Learn
Large Language Models (LLMs) 101

Knowledge Distillation: Transferring Knowledge from Large, Computationally Expensive LLMs to Smaller Ones Without Sacrificing Validity

Nov 11, 202413 min read

Knowledge distillation is a machine learning technique in which the knowledge of a large, complex model (teacher) is transferred to a smaller, simpler model (student).

By Haziqa Sajid

Read the entire series

Large language models (LLMs) like GPT-4, Gemini, and Claude have stood out as groundbreaking technologies in the rapidly evolving field of AI. They can generate human-like text and solve complex problems, showcasing emergent abilities beyond their original training objectives.

Despite their impressive abilities, proprietary LLMs like GPT-4 have limitations, including restricted accessibility, high costs, and data privacy and security concerns. Open-source models like LLaMA and Mistral give advantages over proprietary LLMs in accessibility and adaptability but can suffer from smaller model scales and lower performance.

Knowledge Distillation (KD) is an important technique for bridging this gap. Through distillation techniques, the gap between proprietary LLMs and open-source models is greatly reduced and even filled. Knowledge distillation is important for improving the capabilities of LLMs, model compression, and self-improvement. Additionally, it helps models act as their own teachers for self-improvement.

In this article, we will discuss the significance of knowledge distillation within the context of large language models (LLMs), the need for knowledge distillation, evolving knowledge distillation techniques, their detailed descriptions, and their applications.

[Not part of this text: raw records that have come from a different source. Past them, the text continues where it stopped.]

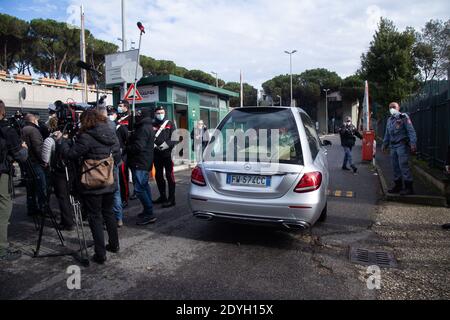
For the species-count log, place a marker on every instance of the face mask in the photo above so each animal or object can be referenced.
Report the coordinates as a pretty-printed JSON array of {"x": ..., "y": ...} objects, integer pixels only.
[{"x": 394, "y": 111}]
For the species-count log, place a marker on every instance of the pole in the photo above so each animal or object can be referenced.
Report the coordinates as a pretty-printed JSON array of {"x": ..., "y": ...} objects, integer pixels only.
[
  {"x": 124, "y": 43},
  {"x": 83, "y": 57},
  {"x": 242, "y": 91},
  {"x": 135, "y": 79},
  {"x": 326, "y": 111},
  {"x": 290, "y": 61}
]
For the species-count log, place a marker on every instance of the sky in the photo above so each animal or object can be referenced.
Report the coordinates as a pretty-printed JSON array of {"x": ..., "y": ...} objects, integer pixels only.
[{"x": 226, "y": 36}]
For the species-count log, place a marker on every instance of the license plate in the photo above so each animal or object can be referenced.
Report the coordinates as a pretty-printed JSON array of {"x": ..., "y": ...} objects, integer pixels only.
[{"x": 248, "y": 180}]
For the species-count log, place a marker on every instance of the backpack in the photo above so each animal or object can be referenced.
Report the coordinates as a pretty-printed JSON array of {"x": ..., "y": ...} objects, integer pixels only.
[
  {"x": 4, "y": 163},
  {"x": 97, "y": 174}
]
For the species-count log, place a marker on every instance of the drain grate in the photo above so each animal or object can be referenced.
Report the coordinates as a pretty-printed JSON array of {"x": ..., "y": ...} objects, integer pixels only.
[{"x": 367, "y": 257}]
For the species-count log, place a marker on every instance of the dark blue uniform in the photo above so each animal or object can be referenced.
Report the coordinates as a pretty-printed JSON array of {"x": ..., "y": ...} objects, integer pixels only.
[{"x": 399, "y": 136}]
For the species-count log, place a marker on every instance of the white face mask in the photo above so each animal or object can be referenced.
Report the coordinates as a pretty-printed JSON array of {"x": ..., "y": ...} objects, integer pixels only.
[{"x": 394, "y": 111}]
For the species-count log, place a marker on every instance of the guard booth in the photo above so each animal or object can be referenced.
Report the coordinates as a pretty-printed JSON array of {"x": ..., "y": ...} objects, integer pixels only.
[{"x": 186, "y": 101}]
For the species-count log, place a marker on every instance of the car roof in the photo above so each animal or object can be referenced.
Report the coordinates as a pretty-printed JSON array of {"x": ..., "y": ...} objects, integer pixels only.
[{"x": 269, "y": 107}]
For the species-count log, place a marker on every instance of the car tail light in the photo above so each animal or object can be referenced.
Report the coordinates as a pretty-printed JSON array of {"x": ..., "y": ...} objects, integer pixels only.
[
  {"x": 309, "y": 182},
  {"x": 197, "y": 177}
]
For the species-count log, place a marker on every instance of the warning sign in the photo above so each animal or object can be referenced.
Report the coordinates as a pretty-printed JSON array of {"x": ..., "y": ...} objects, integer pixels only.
[{"x": 130, "y": 94}]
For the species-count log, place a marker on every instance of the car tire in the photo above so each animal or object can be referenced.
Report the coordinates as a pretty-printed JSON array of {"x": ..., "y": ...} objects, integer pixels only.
[{"x": 323, "y": 214}]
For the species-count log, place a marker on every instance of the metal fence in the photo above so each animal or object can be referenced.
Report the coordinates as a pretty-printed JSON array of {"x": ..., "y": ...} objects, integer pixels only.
[{"x": 429, "y": 111}]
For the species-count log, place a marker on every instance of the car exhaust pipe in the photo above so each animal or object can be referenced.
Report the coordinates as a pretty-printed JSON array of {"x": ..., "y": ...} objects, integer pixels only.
[
  {"x": 203, "y": 216},
  {"x": 296, "y": 226}
]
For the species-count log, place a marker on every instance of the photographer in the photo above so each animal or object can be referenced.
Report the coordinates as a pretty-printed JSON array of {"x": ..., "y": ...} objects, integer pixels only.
[
  {"x": 53, "y": 160},
  {"x": 348, "y": 135},
  {"x": 164, "y": 129},
  {"x": 33, "y": 138},
  {"x": 11, "y": 148},
  {"x": 123, "y": 115},
  {"x": 140, "y": 159},
  {"x": 96, "y": 143}
]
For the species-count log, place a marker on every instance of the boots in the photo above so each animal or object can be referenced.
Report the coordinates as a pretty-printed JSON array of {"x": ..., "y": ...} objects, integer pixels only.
[
  {"x": 397, "y": 187},
  {"x": 408, "y": 189},
  {"x": 160, "y": 200},
  {"x": 169, "y": 203}
]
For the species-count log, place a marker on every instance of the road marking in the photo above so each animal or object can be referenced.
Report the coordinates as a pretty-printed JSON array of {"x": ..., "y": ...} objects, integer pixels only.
[{"x": 340, "y": 193}]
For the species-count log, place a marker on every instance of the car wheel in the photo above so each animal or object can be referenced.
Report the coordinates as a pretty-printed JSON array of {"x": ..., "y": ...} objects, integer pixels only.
[{"x": 323, "y": 215}]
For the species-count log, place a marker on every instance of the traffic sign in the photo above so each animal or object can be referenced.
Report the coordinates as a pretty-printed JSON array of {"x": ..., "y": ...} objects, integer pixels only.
[
  {"x": 128, "y": 70},
  {"x": 130, "y": 92}
]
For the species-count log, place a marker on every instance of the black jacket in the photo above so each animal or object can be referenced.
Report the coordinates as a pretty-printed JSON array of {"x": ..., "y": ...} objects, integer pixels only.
[
  {"x": 33, "y": 138},
  {"x": 123, "y": 135},
  {"x": 203, "y": 139},
  {"x": 164, "y": 136},
  {"x": 10, "y": 147},
  {"x": 348, "y": 135},
  {"x": 96, "y": 143},
  {"x": 140, "y": 146}
]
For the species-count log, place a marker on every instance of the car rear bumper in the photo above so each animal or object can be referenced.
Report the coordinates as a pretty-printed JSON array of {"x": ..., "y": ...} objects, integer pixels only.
[{"x": 300, "y": 210}]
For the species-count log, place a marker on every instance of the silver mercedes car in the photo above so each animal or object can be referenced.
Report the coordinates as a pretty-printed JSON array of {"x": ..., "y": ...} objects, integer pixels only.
[{"x": 263, "y": 165}]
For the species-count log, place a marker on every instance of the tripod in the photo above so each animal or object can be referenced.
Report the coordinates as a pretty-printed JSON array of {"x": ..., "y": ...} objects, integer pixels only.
[
  {"x": 81, "y": 255},
  {"x": 45, "y": 209},
  {"x": 76, "y": 205}
]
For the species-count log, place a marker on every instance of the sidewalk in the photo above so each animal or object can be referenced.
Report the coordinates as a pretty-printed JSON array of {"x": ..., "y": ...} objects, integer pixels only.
[
  {"x": 425, "y": 192},
  {"x": 414, "y": 234}
]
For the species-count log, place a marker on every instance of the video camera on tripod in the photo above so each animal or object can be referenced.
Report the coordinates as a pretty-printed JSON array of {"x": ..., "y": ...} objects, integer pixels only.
[{"x": 68, "y": 114}]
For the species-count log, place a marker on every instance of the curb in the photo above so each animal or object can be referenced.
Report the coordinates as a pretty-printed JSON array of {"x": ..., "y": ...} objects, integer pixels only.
[
  {"x": 434, "y": 201},
  {"x": 183, "y": 167},
  {"x": 440, "y": 185}
]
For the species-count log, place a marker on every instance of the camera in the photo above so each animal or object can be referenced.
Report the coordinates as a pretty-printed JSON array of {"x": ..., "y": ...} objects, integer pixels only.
[{"x": 68, "y": 114}]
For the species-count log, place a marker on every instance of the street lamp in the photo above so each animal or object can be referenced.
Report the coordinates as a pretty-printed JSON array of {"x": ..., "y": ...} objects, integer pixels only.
[
  {"x": 326, "y": 109},
  {"x": 217, "y": 81},
  {"x": 279, "y": 97},
  {"x": 290, "y": 60}
]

Self-improvement via Knowledge Distillation

Figure: Self-improvement via Knowledge Distillation | Source

If you want to explore this topic further, here is the paper: A Survey on Knowledge Distillation of LLMs.

What is Knowledge Distillation (KD)?

Knowledge distillation is a technique where a smaller, simpler "student" model is trained to mimic the behavior of a larger, more complex "teacher" model. Teacher models are trained on a large amount of data and possess a deeper understanding of the task. The goal is to transfer this expertise to the student model, which is optimized to run faster and more efficiently on resource-constrained devices.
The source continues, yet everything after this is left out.